Industry insiders say the scramble has now shifted from older-generation GPUs to acquiring the latest-generation AI chips, which remain difficult to source. To remedy this, cloud providers are now moving to reserve capacity months in advance and leaning on mixed fleets of old and new hardware to keep workloads moving.
At the same time, geopolitics, export controls and the concentration of semiconductor production in a handful of regions have created a system in which large strategic buyers are prioritised, while smaller enterprises are waiting in a queue.
As if this were not enough, the supply chain bottleneck has spread into the less visible layers of the chip manufacturing stack, meaning that all parts of the AI system may not be available at the same time.
The pressure is also altering behaviour on the demand side. AI companies are responding to chip scarcity by buying more GPUs and using them more efficiently and effectively. Training is becoming more scheduled, inference is becoming the dominant workload, and software optimisation is emerging as a competitive advantage.
This has turned compute into a strategic resource rather than a simple purchase. The effect is especially sharp in India, where almost all high-end chips are imported. As demand continues to outrun supply, how is this gap for new chips reshaping the way cloud providers and startups source, allocate and consume compute? Let’s find out…

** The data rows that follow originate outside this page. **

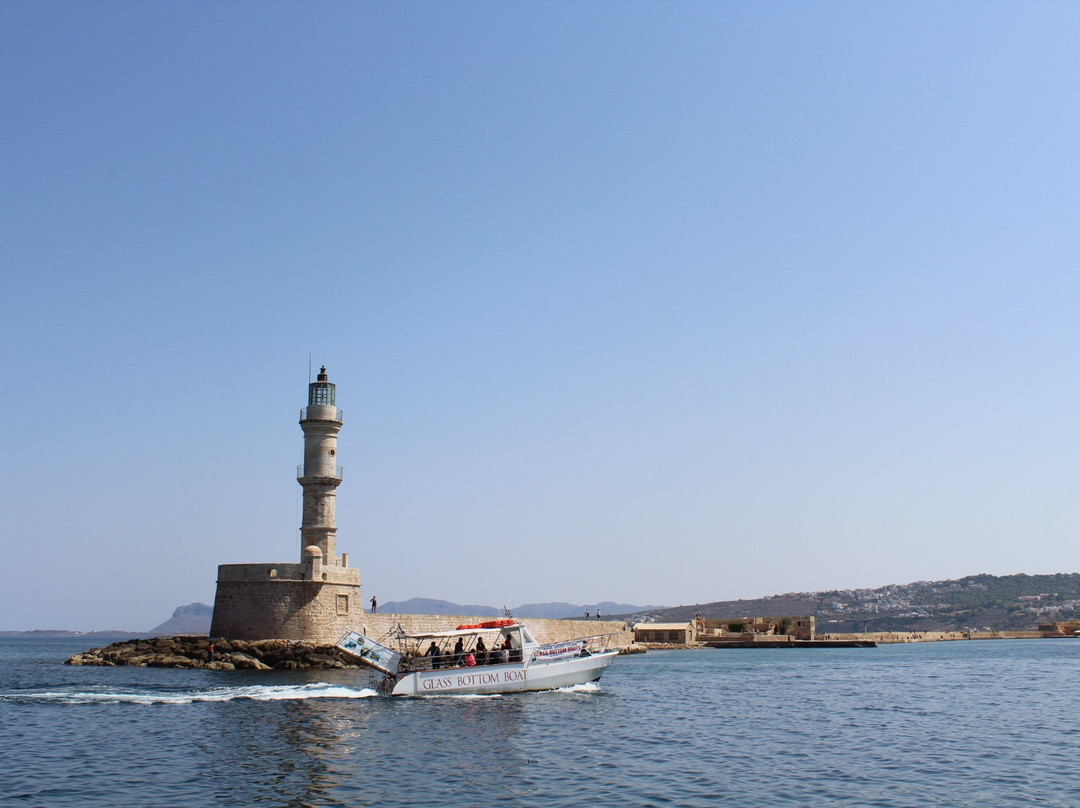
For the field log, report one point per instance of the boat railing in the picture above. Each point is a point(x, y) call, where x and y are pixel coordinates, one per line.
point(416, 658)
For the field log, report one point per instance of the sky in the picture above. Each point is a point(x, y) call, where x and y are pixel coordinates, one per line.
point(638, 301)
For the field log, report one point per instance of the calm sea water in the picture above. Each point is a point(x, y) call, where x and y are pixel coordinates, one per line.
point(947, 724)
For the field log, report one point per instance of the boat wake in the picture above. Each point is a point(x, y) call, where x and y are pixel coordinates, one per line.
point(256, 692)
point(589, 687)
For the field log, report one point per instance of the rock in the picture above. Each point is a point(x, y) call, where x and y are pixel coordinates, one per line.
point(246, 662)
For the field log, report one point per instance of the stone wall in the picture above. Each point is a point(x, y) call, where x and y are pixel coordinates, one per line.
point(285, 609)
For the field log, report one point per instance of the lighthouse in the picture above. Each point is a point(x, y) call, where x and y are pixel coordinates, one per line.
point(320, 475)
point(319, 597)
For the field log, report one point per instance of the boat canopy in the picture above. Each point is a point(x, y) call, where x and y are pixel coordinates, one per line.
point(461, 632)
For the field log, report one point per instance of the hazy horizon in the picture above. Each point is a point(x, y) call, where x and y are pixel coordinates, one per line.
point(649, 301)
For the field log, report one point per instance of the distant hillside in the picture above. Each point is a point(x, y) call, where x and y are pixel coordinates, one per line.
point(191, 619)
point(1014, 602)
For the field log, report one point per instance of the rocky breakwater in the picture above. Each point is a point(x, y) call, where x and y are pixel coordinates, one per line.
point(228, 655)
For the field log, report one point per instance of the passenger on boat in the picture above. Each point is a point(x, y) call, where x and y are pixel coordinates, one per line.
point(436, 661)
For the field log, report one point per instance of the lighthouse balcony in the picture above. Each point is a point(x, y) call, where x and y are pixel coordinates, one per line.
point(321, 413)
point(335, 473)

Sourcing Problem: Waiting Time Stretches For New Chips
At the top of the chain, the core problem is that the GPU supply is not keeping pace with demand. As per a Jefferies report, 8.9 GW of global data centre capacity became operational in 2025 against demand of nearly 21.1 GW, a shortfall of about 12 GW.
With hyperscalers expected to infuse $770 Bn (up 74% YoY) in this sector in 2026, the crunch is only expected to deepen.
However, according to India Electronics and Semiconductor Association (IESA) president Ashok Chandak, delivery timelines for AI chips have improved since the peak of the shortage, but global data centre demand continues to massively outpace supply. He frames it as a structural imbalance rather than a passing squeeze.